DOI=10.3389/fgene.2020.610350

ISSN=1664-8021

ABSTRACT=Abstract
Background: Recently, RNA-binding proteins (RBPs) are reported to interact with target mRNA to regulate gene post-transcriptional expression and RBPs-mediated RNA modification can regulate the expression and function of proto-oncogenes and tumor suppressor genes. We systematically analyzed the expression of RBPs in pancreatic adenocarcinoma (PAAD) and constructed a RBPs associated prognostic risk model.
Methods: Gene expression data of normal pancreatic samples as well as PAAD samples were downloaded from TCGA-PAAD and GTEx databases. Wilcoxon test and univariate Cox analysis were respectively applied to screen differential expression RBPs (DE-RBPs) and prognostic associated RBPs (pRBPs). Functional enrichment was analyzed by GO, KEGG and GSEA. Protein-protein interaction (PPI) network was constructed by STRING online database. Modeling RBPs were selected by multivariate Cox analysis. Kaplan-Meier survival and Cox analysis were applied to evaluate the effects of risk score on the overall survival of PAAD patients. ROC curves and validation cohort were applied to verify accuracy of the model. Nomogram was applied for predicting 1-, 3-, and 5-year overall survival (OS) of PAAD patients. At last, modeling RBPs were further analyzed to explore their differential expression, prognostic value as well as enrichment pathways in PAAD.

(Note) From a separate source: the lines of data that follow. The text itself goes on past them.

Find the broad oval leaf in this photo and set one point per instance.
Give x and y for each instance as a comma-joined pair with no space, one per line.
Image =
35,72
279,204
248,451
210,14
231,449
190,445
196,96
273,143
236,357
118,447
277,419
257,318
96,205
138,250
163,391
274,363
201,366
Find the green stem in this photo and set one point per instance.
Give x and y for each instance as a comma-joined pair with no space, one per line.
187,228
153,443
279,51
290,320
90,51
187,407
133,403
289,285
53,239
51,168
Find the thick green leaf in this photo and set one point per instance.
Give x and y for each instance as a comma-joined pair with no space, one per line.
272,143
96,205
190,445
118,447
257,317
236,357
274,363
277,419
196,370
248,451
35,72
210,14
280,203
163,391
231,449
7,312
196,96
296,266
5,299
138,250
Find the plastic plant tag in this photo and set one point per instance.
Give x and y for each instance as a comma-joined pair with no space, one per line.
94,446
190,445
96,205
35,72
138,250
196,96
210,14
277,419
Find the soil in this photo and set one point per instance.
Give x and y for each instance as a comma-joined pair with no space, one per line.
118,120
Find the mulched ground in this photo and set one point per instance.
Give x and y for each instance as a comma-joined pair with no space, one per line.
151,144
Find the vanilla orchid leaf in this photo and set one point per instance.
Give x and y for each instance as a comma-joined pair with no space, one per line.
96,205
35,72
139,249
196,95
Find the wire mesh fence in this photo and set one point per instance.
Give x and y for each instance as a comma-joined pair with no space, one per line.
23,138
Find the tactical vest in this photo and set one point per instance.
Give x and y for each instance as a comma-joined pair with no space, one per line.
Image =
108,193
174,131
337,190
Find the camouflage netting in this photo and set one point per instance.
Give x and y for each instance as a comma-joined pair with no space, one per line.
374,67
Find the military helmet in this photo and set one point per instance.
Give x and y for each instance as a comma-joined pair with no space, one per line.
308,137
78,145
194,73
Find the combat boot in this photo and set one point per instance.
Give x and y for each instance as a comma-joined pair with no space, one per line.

Results: 453 RBPs were differentially expressed in normal and tumor samples, besides, 28 of which were prognostic associated. 453 DE-RBPs are functionally associated with ribosome, ribonuclease, spliceosome, et al. 8 RBPs (PABPC1, PRPF6, OAS1, RBM5, LSM12, IPO7, FXR1, RBM6) were identified to construct a prognostic risk model. Higher risk score not only predicted poor prognosis, but also was an independent poor prognostic indicator, which was verified by ROC curves and validation cohort. 8 modeling RBPs were confirmed to be significantly differentially expressed between normal and tumor samples from RNA and protein level. Besides, all of 8 RBPs were related with overall survival of PAAD patients. 
Conclusions: We successfully constructed a RBPs associated prognostic risk model in PAAD, which has potential clinical application prospect.